Running the code above will make changes to these two variable values as well:
Related Book: Data Management Using Stata Michael N. Mitchell
From String to Numeric
However, note that these values are stored in red color, indicating that they are string values rather than numeric ones. To rectify this, we use the destring
command:
destring, replace
This command destrings every string value and replaces them with the numeric counterpart. This will also be apparent by the black color of the stored data:
Generating a new variable
Now we would like to generate a binary variable called ‘anydrug’ that would take the value of 1 if any of the three drugs were administered i.e. if any of the three drug variables has a value of 1. The egen
command will be utilized to make this task quick:
egen anydrug=rowtotal(drugA-drugC)
The rowtotal
function used with the egen
command produces the sum of all values present in the rows specified in the brackets, which in this case were all the variables starting from ‘drugA’ to ‘drugC’. If one drug was administered, this variable would equal 1; if two were administered, it would equal 2, and so on. Obviously if no drug was given to the patient, the variable would equal 0. We would like the latter observations to have a value of 0 for the ‘anydrug’ variable, and 1 for any value greater than 0.

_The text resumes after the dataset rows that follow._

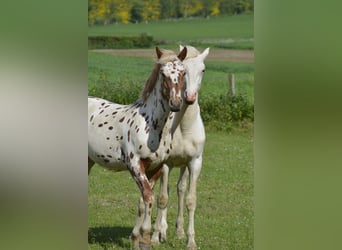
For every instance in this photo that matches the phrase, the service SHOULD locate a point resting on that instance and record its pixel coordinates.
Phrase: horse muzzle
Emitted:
(175, 105)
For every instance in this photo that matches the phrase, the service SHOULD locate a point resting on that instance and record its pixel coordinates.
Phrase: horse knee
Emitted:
(191, 202)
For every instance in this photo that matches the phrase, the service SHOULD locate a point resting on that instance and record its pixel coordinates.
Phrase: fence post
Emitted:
(231, 89)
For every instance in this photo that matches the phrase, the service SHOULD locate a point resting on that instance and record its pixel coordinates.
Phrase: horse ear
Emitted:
(182, 54)
(205, 53)
(159, 53)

replace anydrug=1 if anydrug>0
This command replaces any value greater than zero with 1.
The rowtotal
functions ignore any missing values when adding variables. Note that a value for ‘drugC’ is missing for patient 8, but the command still returned a row total of 1. If we want Stata to take missing values into consideration and reflect that in the added output, we simply use the gen command.
gen anydrug2=drugA+drugB+drugC
This command will return a missing value for the generated variable for patient 8.

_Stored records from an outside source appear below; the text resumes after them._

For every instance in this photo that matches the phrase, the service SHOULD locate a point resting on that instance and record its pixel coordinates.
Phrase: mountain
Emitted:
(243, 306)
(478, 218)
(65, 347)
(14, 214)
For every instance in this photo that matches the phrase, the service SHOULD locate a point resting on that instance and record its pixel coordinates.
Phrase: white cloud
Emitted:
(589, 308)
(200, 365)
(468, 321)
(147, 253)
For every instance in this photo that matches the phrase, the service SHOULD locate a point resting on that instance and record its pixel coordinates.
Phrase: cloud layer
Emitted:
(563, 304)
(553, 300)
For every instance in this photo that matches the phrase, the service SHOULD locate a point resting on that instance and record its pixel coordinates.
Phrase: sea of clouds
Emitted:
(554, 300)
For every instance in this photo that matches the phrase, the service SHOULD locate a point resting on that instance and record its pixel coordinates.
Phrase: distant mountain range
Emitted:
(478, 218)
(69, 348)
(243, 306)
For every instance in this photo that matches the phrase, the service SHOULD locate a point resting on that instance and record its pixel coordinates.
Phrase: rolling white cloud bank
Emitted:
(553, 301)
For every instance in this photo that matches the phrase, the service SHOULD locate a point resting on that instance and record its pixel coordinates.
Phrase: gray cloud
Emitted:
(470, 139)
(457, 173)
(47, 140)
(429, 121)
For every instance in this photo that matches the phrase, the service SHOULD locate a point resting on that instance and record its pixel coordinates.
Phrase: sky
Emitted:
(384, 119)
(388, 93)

Another way to go about it…
There is another, perhaps a more easy and straightforward way to go about our task above. Assume that we no longer care about destringing or encoding the drug variables. We can use the gen command along with the OR operator indicated by the vertical bar |
to directly create the ‘anydrug’ variable.
gen anydrug3=1 if drugA=="yes" | drugB=="yes" | drugC=="yes"
This will simply generate ‘anydrug3’ to be equal to 1 if any of the variables from ‘drugA’ to ‘drugC’ are equal to ‘yes’. This approach eliminates the need to convert them to numeric type, add them, and use an if condition to replace them with 1. For any patient who did not recieve any of the drugs, this variable will have a missing value.
The following command will take care of these missing values and replace them with a 0.
replace anydrug3=0 if (drugA=="no" | drugB=="no" | drugC=="no")
This command replaces the variable with 0 if any of the drug variables equal “no”. Alternatively, this command could also be modified as:
replace anydrug3=0 if missing(anydrug3)
Any value that was missing after our initial gen
anydrug3 command will be replaced with a 0.